Men, in comparison, have a crisscross or cord distribution under their skin, which keeps the fat in check and more evenly distributed. That’s why cellulite is much less common in men than women, though men are still susceptible to developing cellulite.
There are several risk factors for cellulite. In general, the condition tends to be genetic and affects women more than men. Other risk factors include pregnancy, increasing age, and a sedentary lifestyle. One misconception is that cellulite is associated with weight gain or weight excess, but cellulite is commonly seen in thin women as well.
What’s the Best Cellulite Treatment?
Treatments for cellulite include topical firming creams, injectable chemicals, subcision, liposuction, and laser treatments. Before you can decide which treatment is right for you, learn about each one, and consult with your doctor.
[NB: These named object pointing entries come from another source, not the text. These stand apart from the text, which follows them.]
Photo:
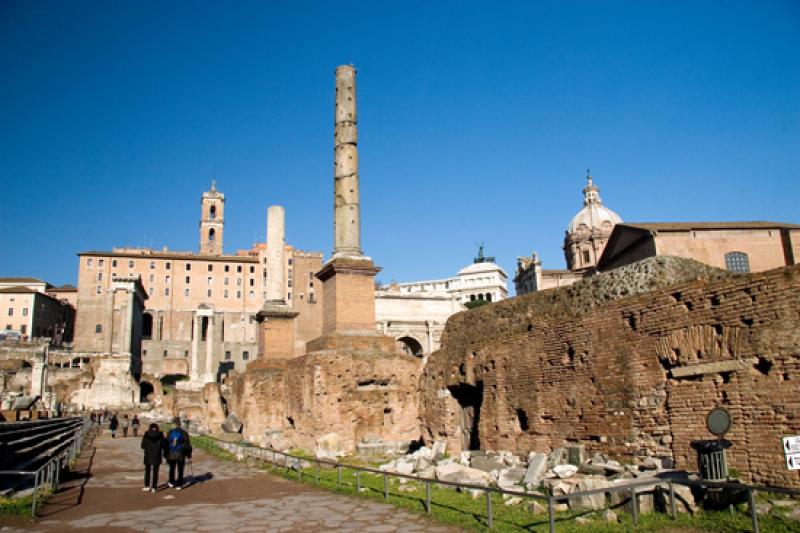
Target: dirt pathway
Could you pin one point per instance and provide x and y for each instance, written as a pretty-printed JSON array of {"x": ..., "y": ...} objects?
[{"x": 105, "y": 495}]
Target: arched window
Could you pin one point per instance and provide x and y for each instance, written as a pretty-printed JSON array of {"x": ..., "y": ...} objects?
[{"x": 737, "y": 262}]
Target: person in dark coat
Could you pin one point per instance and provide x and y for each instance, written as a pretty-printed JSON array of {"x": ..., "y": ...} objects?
[
  {"x": 113, "y": 425},
  {"x": 154, "y": 444},
  {"x": 179, "y": 449}
]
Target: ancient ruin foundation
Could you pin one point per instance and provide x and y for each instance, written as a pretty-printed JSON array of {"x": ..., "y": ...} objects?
[{"x": 632, "y": 375}]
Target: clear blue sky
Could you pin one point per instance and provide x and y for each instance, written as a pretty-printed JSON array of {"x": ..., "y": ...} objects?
[{"x": 476, "y": 120}]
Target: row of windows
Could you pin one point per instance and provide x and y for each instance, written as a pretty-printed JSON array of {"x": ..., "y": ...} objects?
[
  {"x": 23, "y": 329},
  {"x": 245, "y": 354},
  {"x": 168, "y": 265}
]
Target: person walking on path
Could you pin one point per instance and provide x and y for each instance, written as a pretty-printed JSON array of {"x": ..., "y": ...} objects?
[
  {"x": 154, "y": 445},
  {"x": 179, "y": 449},
  {"x": 113, "y": 425}
]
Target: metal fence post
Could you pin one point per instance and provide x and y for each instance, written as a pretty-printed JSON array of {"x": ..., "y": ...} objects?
[
  {"x": 753, "y": 514},
  {"x": 489, "y": 508},
  {"x": 428, "y": 497},
  {"x": 35, "y": 493},
  {"x": 672, "y": 499}
]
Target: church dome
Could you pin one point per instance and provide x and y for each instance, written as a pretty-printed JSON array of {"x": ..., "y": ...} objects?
[{"x": 594, "y": 215}]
Topical products used to address cellulite typically incorporate a form of caffeine mixed with vitamins and a potpourri of herbal extract. The caffeine acts to dehydrate the superficial fat under your skin and in doing so, improves the appearance of cellulite. You should apply the product at least twice a day for six months. Results, however, tend to be short-lived, and no topical creams on the market offer a permanent solution for cellulite.
Injectable treatments for cellulite, also referred to as mesotherapy, act by injecting a mixture of vitamins, herbal extracts, and chemicals under the surface of your skin—the active ingredient is typically lecithin, which acts to digest fats. This may diminish the appearance of cellulite over time. These treatments carry risks including infection, prolonged swelling, lumps, and the creation of depressions under the skin, according to the Mayo Clinic.
Laser treatments work by initially injecting a numbing agent under your skin to be treated. Once numb, a small laser is introduced into the skin through a pinhole incision. The laser acts to disrupt fibrous bands, heat the underlying skin, and liquefy surrounding fat.
Laser-based therapies for cellulite treatment offer greater promise for the management of cellulite as compared to the aforementioned treatments. One such option is Cellulaze™, an FDA-cleared treatment for the reduction in the appearance of moderate cellulite, which is supported by long-term clinical data.
The treatment stimulates collagen production in your skin, resulting in improved skin tone and elasticity, giving your skin a smoother appearance. Results may last for one year or more, and it’s important to maintain a healthy diet and exercise regimen to continue enjoying the results of your cellulite treatment.
More invasive solutions include liposuction and subcision. Liposuction can improve cellulite modestly. Subcisions for the treatment of cellulite have been around for a long time. This procedure, which is commonly performed in conjunction with liposuction, entails releasing the skin from the underlying muscle by cutting the fibrous cords through very small incisions in the skin. Risks include recurrence of cellulite, infection, extensive bruising, and tissue or skin loss.
Before considering a treatment for cellulite, consult with your doctor to figure out which procedure is right for you. Cellulite doesn’t have to be an insecurity you live with; there are solutions out there to help you feel more beautiful and confident in your skin.